Besides ImageNet, CIFAR100 and Fashion-MNIST (which can be autoloaded through the torchvision
API), each dataset can be downloaded through the standard websites for each: Office31, OfficeHome, Food-101, Fruits360, Fashion1M, LSUN-Scene, ObjectNet.
Dataset Notes:
- Both LSUN-Scene and Fashion1M must be configured into the
ImageFolder
format, wherein the directory has named folders for each class, each containing all the images. Due to compute constraints, for LSUN-Scene we use the validation data only and for Fashion1M we use the first two large image folders (i.e.0
and1
).
Caching the CLIP-extracted features for each dataset and model:
Running run.py
will use the variables specified in config.yaml
and extract the features of a given dataset and CLIP model. In order to run this, the variable data_loc
must be changed to the directory where your datasets are held.

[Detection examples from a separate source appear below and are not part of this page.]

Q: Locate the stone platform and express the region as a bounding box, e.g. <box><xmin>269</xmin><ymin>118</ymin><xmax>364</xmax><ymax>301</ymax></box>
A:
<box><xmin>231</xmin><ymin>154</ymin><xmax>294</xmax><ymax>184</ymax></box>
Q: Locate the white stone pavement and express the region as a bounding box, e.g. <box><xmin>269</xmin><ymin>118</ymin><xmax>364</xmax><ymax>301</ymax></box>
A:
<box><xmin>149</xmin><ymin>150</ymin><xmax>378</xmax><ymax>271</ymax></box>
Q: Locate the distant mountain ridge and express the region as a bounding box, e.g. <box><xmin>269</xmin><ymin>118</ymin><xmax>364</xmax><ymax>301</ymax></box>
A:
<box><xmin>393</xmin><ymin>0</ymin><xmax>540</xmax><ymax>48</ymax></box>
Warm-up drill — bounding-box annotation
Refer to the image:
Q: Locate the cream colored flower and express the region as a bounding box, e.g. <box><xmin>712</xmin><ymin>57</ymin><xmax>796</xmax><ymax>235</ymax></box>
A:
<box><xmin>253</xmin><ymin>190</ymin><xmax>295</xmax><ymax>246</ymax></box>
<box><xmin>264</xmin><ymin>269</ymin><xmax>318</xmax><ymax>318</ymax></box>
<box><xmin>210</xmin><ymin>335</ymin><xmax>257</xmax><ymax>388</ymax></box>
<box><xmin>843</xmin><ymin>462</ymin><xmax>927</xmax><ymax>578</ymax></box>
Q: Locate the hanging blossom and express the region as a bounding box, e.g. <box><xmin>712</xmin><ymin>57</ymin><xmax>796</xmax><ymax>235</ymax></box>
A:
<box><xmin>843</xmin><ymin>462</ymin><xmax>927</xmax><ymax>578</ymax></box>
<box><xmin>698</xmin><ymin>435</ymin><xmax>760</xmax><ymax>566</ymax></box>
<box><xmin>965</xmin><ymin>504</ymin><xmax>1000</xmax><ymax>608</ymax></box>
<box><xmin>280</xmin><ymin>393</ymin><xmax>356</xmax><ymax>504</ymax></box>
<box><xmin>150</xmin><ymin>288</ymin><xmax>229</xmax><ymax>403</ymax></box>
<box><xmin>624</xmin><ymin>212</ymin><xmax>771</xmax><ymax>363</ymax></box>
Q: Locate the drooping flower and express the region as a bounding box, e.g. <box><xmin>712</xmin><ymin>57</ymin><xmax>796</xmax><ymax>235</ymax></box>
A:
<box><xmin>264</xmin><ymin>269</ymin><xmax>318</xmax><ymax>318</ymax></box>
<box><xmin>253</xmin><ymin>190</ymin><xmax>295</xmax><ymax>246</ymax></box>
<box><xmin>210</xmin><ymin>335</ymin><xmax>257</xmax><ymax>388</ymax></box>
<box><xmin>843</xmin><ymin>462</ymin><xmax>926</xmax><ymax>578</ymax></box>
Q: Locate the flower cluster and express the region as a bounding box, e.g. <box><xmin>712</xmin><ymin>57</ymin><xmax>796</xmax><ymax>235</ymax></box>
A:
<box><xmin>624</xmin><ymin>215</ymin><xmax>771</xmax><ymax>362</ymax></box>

Running zero-shot inference:
Once the features are extracted, you may run zshot.py
to generate the zero-shot inference results with CHiLS. For example, to generate the results with the GPT-generated label sets (which are provided for reproducibility) on Food-101, the command would be:
python zshot.py --dataset=food-101 --model=ClipViTL14 --experiment=gpt --label-set-size=10 --data-dir=[INSERT YOUR PATH HERE]
See the src/constants.py
file for valid inputs for each argument in the command.